Para la sociedad, la crisis sería aún más nociva. Ante la vacancia de jueces titulares, toda disidencia obliga a recurrir al sorteo de subrogantes o conjueces. La demora, que ya es endémica, se incrementará irremediablemente. A su vez, es obvio que los fallos dictados con el voto de jueces suplentes no alcanzan la misma autoridad política e institucional que aquellos dictados por titulares. La Argentina no puede darse el lujo de sumar dilaciones o mayores cuotas de incertidumbre a un sistema legal que ya es tortuoso.
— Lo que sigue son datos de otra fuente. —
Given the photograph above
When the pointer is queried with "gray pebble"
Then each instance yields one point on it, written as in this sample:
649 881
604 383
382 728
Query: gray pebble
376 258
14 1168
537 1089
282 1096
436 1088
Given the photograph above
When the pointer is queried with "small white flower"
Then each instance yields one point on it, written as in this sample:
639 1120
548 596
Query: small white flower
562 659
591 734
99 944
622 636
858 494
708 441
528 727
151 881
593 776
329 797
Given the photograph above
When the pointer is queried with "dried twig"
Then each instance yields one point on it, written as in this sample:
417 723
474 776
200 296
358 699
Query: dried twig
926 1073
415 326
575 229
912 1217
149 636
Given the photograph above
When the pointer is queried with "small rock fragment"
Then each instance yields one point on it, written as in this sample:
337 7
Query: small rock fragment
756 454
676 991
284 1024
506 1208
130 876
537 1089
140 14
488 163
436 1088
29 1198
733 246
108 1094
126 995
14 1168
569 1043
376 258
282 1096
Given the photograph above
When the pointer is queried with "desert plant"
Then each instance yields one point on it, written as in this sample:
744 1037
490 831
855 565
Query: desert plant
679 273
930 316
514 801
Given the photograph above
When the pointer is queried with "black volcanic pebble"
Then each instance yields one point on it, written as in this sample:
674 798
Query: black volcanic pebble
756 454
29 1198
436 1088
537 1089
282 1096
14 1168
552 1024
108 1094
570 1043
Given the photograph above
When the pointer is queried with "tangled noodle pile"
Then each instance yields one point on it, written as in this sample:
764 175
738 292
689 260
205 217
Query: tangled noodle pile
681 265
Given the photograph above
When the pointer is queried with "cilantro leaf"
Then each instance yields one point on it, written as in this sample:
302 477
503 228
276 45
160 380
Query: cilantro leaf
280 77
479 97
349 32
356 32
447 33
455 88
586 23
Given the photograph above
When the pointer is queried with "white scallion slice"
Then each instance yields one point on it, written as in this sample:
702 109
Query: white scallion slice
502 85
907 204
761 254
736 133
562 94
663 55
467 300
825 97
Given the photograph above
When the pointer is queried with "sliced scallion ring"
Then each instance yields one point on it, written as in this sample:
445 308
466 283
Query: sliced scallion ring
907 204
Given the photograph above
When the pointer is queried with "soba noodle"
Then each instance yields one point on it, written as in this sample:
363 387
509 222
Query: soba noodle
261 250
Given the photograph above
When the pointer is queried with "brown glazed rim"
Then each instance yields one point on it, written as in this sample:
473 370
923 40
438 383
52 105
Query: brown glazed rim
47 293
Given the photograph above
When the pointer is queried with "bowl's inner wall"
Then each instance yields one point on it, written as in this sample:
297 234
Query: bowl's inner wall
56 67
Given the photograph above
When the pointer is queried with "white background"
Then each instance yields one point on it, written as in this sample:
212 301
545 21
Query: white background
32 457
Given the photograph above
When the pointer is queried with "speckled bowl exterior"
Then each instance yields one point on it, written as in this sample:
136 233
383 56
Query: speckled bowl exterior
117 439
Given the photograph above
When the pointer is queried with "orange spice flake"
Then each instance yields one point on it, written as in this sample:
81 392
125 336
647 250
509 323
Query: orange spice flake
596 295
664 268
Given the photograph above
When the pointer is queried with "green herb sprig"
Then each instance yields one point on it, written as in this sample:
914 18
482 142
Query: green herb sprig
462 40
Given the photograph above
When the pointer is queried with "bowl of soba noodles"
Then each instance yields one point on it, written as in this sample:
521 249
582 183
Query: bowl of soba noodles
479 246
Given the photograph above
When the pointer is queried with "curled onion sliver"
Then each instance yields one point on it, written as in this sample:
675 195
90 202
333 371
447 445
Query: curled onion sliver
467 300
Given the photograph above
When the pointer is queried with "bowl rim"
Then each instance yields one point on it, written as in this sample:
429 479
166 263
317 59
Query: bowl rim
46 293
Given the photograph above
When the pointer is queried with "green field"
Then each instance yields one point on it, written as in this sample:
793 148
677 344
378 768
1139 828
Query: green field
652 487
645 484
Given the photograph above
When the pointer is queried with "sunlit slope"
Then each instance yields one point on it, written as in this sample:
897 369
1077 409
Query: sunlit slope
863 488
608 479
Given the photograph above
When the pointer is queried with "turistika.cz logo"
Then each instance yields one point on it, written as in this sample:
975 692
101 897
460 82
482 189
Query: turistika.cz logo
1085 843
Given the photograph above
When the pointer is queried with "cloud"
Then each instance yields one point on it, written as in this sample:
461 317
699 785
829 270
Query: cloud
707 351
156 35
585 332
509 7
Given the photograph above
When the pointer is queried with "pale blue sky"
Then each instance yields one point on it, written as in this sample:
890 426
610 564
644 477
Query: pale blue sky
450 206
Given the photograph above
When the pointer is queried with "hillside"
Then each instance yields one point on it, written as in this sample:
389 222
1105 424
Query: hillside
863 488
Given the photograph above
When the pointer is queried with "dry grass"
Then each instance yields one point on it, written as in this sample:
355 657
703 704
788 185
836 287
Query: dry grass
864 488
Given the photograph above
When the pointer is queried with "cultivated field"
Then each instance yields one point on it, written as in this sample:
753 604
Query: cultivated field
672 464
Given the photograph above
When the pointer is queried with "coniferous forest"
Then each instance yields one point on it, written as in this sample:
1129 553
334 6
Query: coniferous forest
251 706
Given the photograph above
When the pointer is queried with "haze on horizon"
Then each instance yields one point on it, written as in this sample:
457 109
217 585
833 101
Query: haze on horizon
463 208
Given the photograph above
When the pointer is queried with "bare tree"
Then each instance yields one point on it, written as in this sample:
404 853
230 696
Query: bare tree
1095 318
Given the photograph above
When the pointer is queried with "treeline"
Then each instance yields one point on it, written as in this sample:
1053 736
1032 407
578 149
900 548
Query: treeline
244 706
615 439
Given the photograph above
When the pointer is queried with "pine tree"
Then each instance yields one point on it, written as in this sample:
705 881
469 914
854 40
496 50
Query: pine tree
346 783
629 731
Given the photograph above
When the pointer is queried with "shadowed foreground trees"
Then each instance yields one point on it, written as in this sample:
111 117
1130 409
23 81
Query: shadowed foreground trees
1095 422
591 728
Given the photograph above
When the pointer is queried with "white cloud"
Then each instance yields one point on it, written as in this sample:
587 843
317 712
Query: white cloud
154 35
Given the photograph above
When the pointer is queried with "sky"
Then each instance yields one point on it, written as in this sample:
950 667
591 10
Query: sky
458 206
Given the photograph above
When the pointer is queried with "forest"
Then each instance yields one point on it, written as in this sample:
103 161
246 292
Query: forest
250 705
En la hora actual, quienes tienen la responsabilidad política de evitar la catástrofe son los jefes del Senado. Los pliegos del juez Lijo y del Dr. García-Mansilla fueron presentados por el Poder Ejecutivo hace meses, con amplia publicidad. La sociedad civil participó activamente, adhiriendo a las candidaturas o formulando objeciones. Las audiencias públicas se realizaron hace más de un mes. No existe, pues, justificación alguna para dilatar la votación más allá de noviembre, cuando se cierra el período de sesiones ordinarias.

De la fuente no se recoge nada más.